I feel like I am in that place in my life where people are either telling me “You are so , young you have so much time.” or “what are you going to do with your life?”.
I don’t need to have it all together. I don’t need to listen to the criticism of anonymous people and feel bad about myself. I don’t even need to listen to hurtful things people may say to me in day to day life. Anger is released upon me and here I am supposed to feel hurt? Betrayed? Sad? I don’t need to feel anything, my actions will not be changed because people tell me something nasty that they think about me.
I feel like it’s been years of this back and forth with people. Telling me what I should and shouldn’t do here on my blog. It hasn’t changed thus far, so I can almost guarantee it never will. I don’t care if you feel like me sleeping through yoga, and eating bread and dip in bed is going to make me fat. Newsflash, I am the way I am. I love every little bit of my body, ya know why? Because it’s mine. Mine. Not yours, not my neighbor, not my boyfriend’s, not my mother’s. Not the president’s or the pope’s. It’s mine. I can do what ever I want to it, and with it.
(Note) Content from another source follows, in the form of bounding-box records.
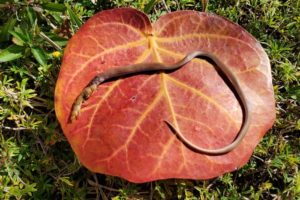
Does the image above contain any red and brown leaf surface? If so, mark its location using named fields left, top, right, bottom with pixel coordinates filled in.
left=55, top=8, right=275, bottom=182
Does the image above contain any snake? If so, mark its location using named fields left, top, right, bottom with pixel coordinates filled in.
left=69, top=51, right=251, bottom=155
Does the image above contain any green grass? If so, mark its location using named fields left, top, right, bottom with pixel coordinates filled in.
left=0, top=0, right=300, bottom=200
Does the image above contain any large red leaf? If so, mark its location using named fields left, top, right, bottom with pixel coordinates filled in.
left=55, top=8, right=275, bottom=182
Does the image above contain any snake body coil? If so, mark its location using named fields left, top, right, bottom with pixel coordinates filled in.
left=70, top=51, right=251, bottom=155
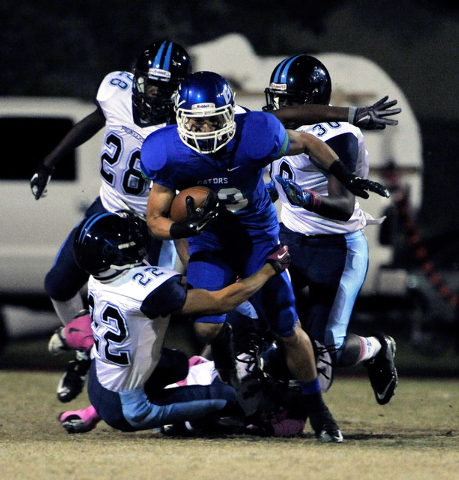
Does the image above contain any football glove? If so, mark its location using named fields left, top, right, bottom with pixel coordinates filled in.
left=265, top=180, right=279, bottom=203
left=30, top=163, right=54, bottom=200
left=266, top=244, right=292, bottom=275
left=348, top=95, right=402, bottom=130
left=328, top=159, right=390, bottom=198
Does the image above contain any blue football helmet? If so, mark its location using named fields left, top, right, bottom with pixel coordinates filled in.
left=175, top=72, right=236, bottom=154
left=132, top=41, right=191, bottom=126
left=265, top=55, right=332, bottom=110
left=73, top=211, right=149, bottom=280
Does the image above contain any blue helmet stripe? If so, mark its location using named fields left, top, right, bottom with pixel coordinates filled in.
left=78, top=213, right=113, bottom=242
left=153, top=42, right=173, bottom=71
left=274, top=55, right=299, bottom=83
left=164, top=42, right=172, bottom=71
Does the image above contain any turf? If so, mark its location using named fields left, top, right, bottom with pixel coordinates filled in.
left=0, top=370, right=459, bottom=480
I can hike mountains, or lay on the beach, I can do anything I want. I am not ashamed of it. I know it is beautiful. It is. It may not be to you, but that is probably a reflection of your own imagine of what you think a beautiful body should be. Or what someone told you, and now you have to live up to that idea.
I can go to yoga, or eat bacon and eggs every day. I can sneak off to movies and eat twizlers, or go to the gym. I can do what ever I desire, and nothing you say will change that. I can do any or all of those things. I do all of those things.
My weight has fluctuated for the past 5 years. 150-190lbs my body has changed. Guess what? My life changed. I will never be skinny, I have said this before, I have talk about all of this before. I am amazing. I am beautiful and I am full of hope that instead of calling me self absorbed, you realize that you too should accept your body, your flaws and strengths. You should really listen to the peple who tell you are beautiful and believe them. Believe yourself when you say it.
Am I perfect? No, but really what the hell is perfection? Why do I have to adhere to someone else’s idea of what my body should be?
I started seeing someone who has been amazing at just communicating what he finds interesting and beautiful about me. The things he says are already things I knew and accepted about myself. I am compassionate, and caring. I am beautiful and funny. BUt hearing it said by someone else, it’s wonderful.
Does this happen with every person see? No. Will every person I meet think the same things? No. But that’s their problem and not mine.
I have worth as a person, and no matter what someone says about me, I can’t and won’t lose sight of it. Because in all honesty, that person is losing out on a great opportunity to have me in their lives. Selfish? Full of myself? No. I am sure of myself. Sure for the first time in my life that I am who I am. Am I fully developed? Have I cast aside all my flaws, and become all knowing and wonderful? No. I have sins, I have faults, I have vices. Accepting those things is just as important as the acceptance of my being and it’s aesthetic to others, and most importantly to myself.
If my 16 year old self could see me now? Damn, that would be a sight. It would be awesome, because I know I was scared, and confused. I didn’t think I was beautiful, or that I had anything to give to other people. I know what I have, what I can give, and how I should receive as much if not more from the world and the people in it. Everyone should.
If you tell yourself that you are ugly, or angry, or fat, it will happen. It will happen because you become what you tell yourself you are. I am beautiful. My sister, my mother and all the women in my family are stunning women. Not only on the outside, but because of the types of women they are and how they see themselves.
Anything you may try to throw at me, I can guarantee you I have heard it before, and it comes up lacking. It’s not something that I need to prove to you, because I have already proved or disproved it to myself.